Today in many fields and tasks, systems and software play a critical role and can sometimes replace humans to improve efficiency and safety. The world has come to depend on local and wide-area software systems to support essential economic, social, and government services. However, severe consequences such as loss of life and property can be caused by compromised systems and defective software. To make systems and software more robust, reliable, and trustable, and to protect them from various threats such as security intrusion, misuse, and unauthorized access, both academia and industry are seeking novel techniques, tools, and applications to produce dependable and trustworthy systems and their applications in a more cost-effective way. However, in spite of decades of research and practical experience in software testing and the evolution of underlying theories, methods, and tools, the development of trustworthy systems in industry is still very challenging.

In this Special Issue on Trustworthy Systems and Software, four papers are presented that investigate issues in diverse areas ranging from defect prediction, API trustworthiness, fault tree analysis, and cross-architecture vulnerability search in firmware.

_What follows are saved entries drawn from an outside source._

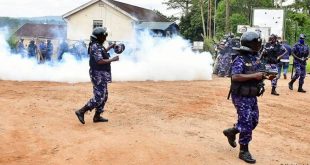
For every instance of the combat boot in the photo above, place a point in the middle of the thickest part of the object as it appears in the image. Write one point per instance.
(300, 89)
(80, 113)
(97, 118)
(290, 84)
(230, 133)
(245, 154)
(274, 92)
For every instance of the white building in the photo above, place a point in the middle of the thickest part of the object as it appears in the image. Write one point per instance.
(119, 18)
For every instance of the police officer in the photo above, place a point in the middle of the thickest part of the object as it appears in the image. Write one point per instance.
(284, 60)
(63, 48)
(20, 48)
(42, 51)
(32, 49)
(49, 50)
(246, 85)
(270, 56)
(300, 54)
(100, 74)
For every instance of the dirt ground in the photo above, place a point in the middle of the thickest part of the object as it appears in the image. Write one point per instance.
(149, 123)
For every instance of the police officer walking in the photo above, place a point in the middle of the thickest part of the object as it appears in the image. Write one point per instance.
(32, 49)
(49, 50)
(63, 48)
(20, 48)
(300, 54)
(284, 60)
(100, 74)
(246, 85)
(270, 55)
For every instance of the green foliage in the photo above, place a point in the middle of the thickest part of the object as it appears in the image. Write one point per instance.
(12, 41)
(237, 19)
(209, 45)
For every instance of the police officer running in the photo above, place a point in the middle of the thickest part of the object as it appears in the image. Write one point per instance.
(100, 74)
(284, 60)
(271, 56)
(49, 50)
(300, 54)
(32, 49)
(246, 85)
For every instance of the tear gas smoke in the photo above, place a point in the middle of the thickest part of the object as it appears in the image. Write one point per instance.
(147, 58)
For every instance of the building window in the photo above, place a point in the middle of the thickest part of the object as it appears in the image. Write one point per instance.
(97, 23)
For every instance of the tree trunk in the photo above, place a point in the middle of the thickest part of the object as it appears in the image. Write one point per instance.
(203, 19)
(227, 21)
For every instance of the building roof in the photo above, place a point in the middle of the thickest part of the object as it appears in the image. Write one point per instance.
(135, 12)
(42, 31)
(155, 25)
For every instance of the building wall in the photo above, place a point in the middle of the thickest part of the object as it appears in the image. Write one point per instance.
(80, 25)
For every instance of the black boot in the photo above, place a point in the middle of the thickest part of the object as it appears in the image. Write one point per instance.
(300, 89)
(98, 118)
(245, 155)
(274, 92)
(230, 133)
(80, 113)
(290, 84)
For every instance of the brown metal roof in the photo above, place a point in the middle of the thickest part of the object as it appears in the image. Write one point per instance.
(42, 31)
(140, 13)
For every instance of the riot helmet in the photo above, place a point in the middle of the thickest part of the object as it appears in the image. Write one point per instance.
(99, 31)
(272, 38)
(119, 48)
(251, 42)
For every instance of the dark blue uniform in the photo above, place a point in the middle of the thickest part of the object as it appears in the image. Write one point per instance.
(32, 49)
(49, 50)
(302, 52)
(63, 48)
(100, 76)
(247, 108)
(284, 61)
(271, 53)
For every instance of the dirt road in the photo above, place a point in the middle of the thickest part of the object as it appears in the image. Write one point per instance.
(149, 123)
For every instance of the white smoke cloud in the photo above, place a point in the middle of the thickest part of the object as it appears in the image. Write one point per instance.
(157, 59)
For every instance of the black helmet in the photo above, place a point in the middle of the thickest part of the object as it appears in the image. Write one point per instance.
(99, 31)
(251, 42)
(302, 36)
(119, 48)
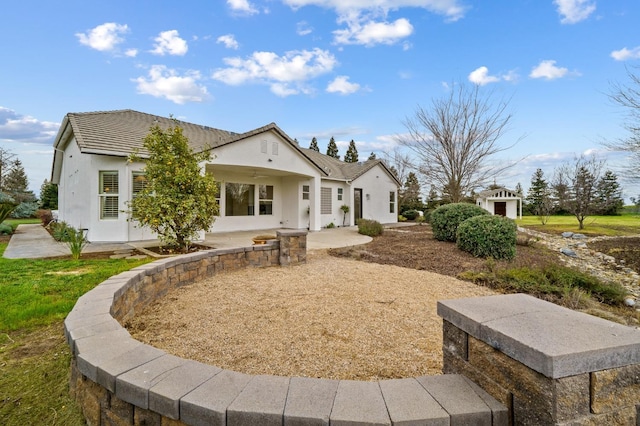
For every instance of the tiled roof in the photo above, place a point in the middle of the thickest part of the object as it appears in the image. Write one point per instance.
(337, 169)
(122, 132)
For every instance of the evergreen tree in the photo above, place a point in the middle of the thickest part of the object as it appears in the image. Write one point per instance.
(539, 196)
(433, 198)
(6, 162)
(314, 145)
(16, 184)
(332, 149)
(352, 153)
(48, 195)
(609, 194)
(410, 194)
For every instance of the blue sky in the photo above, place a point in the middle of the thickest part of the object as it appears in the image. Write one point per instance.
(352, 69)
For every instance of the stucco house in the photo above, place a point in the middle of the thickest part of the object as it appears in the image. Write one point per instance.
(501, 201)
(266, 180)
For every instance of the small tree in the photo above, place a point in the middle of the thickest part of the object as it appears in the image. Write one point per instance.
(539, 197)
(628, 97)
(314, 144)
(352, 153)
(409, 196)
(581, 178)
(455, 141)
(48, 195)
(178, 201)
(609, 194)
(332, 149)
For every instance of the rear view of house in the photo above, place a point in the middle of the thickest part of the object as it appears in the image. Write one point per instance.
(265, 179)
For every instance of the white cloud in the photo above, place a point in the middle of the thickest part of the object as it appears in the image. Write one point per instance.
(104, 37)
(451, 9)
(547, 69)
(625, 54)
(19, 128)
(242, 6)
(285, 74)
(303, 28)
(163, 82)
(480, 76)
(573, 11)
(342, 86)
(371, 33)
(229, 41)
(169, 42)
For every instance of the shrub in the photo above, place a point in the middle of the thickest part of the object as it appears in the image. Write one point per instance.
(45, 216)
(411, 214)
(5, 229)
(25, 210)
(371, 228)
(76, 242)
(60, 231)
(445, 219)
(488, 236)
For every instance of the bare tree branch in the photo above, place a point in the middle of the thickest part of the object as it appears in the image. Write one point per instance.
(454, 140)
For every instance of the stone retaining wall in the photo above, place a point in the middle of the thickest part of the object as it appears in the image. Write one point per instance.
(549, 365)
(510, 359)
(120, 381)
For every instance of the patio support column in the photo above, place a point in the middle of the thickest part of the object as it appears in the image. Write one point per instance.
(314, 201)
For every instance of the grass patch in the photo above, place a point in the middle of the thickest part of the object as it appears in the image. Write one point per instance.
(35, 297)
(594, 225)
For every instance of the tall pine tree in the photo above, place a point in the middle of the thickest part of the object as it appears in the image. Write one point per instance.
(332, 149)
(352, 153)
(609, 194)
(314, 145)
(538, 193)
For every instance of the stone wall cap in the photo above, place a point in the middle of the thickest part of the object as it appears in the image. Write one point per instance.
(550, 339)
(291, 232)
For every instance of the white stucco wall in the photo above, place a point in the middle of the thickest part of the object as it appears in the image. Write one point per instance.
(512, 206)
(376, 185)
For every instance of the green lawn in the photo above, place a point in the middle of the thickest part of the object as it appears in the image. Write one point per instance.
(35, 297)
(627, 224)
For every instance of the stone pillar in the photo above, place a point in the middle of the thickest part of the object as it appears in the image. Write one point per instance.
(293, 246)
(548, 364)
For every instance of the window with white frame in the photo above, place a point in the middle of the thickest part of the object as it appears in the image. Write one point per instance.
(138, 183)
(239, 199)
(266, 199)
(392, 202)
(108, 192)
(325, 200)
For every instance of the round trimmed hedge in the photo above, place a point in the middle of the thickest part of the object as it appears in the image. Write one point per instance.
(488, 236)
(446, 219)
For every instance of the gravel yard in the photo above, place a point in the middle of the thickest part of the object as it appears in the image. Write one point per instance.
(333, 318)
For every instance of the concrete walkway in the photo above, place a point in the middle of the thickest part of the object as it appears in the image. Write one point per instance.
(32, 241)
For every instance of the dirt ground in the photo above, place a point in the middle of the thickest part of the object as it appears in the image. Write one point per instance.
(335, 317)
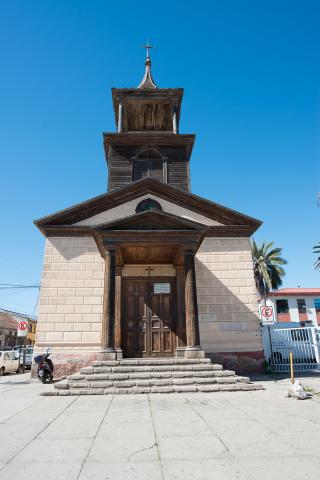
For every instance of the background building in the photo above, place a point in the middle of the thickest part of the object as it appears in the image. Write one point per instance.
(296, 305)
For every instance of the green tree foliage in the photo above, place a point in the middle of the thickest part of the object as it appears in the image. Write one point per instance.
(267, 266)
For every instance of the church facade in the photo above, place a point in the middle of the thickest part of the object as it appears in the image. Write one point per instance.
(147, 269)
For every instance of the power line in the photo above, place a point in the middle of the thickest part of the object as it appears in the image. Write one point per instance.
(6, 286)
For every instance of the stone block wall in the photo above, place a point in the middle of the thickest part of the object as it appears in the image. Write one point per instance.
(227, 299)
(71, 298)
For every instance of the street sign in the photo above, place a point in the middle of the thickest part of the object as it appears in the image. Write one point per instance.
(266, 314)
(22, 329)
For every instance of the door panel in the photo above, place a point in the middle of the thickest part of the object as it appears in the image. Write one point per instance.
(148, 326)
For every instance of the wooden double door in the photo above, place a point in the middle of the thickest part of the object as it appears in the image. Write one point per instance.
(148, 325)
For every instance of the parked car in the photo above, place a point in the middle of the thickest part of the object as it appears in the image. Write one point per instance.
(9, 363)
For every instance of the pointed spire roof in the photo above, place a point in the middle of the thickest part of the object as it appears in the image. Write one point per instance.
(147, 81)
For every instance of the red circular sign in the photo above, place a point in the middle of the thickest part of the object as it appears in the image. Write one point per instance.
(267, 312)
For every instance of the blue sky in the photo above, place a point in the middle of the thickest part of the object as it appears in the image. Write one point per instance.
(251, 74)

The first paper, “A New Weighted Naive Bayes Method Based on Information Diffusion for Software Defect Prediction,” by Haijin Ji, Song Huang, Yaning Wu, Zhanwei Hui, and Changyou Zheng proposes an approach to identify the most defect-prone modules for allocating limited testing resources.

The second paper, “API Trustworthiness: An Ontological Approach for Software Library Adoption,” by Ellis E. Eghan, Sultan S. Alqahtani, Christopher Forbes, and Juergen Rilling proposes an Ontological Trustworthiness Assessment Model to analyze and assess trustworthiness attributes of libraries and APIs in open-source systems, and their impact on the quality and trustworthiness of the project in which they are used.

The third paper, “A Minimization Algorithm for Automata Generated Fault Trees with Priority Gates,” by Nidhal Mahmud proposes an approach to reduce the fault tree expressions that are generated from automata representations of failure behaviors. The minimal failure sequences that can be determined from the reduced models are used to improve the analysis of fault sequencing and propagated errors, resulting in the design of improved failure prevention measures.

The fourth paper, “CVSSA: Cross-architecture Vulnerability Search in Firmware Based on kNN-SVM and Attributed Control Flow Graph,” by Dongdong Zhao, Hong Lin, Linjun Ran, Mushuai Han, Jing Tian, Liping Lu, Shengwu Xiong, and Jianwen Xiang seeks to improve the accuracy of searching for known vulnerabilities in binary firmware across different architectures. The approach uses support vector machines and an attributed control flow graph to improve the accuracy using prior knowledge.

We, the guest editors, thank the authors for their hard work in preparing and revising their manuscripts. We thank the reviewers for taking the time to write detailed reviews. Finally, we thank the Editor-In-Chief, Prof. Rachel Harrison, and the editorial staff for their patience and hard work in getting this special issue ready for publication.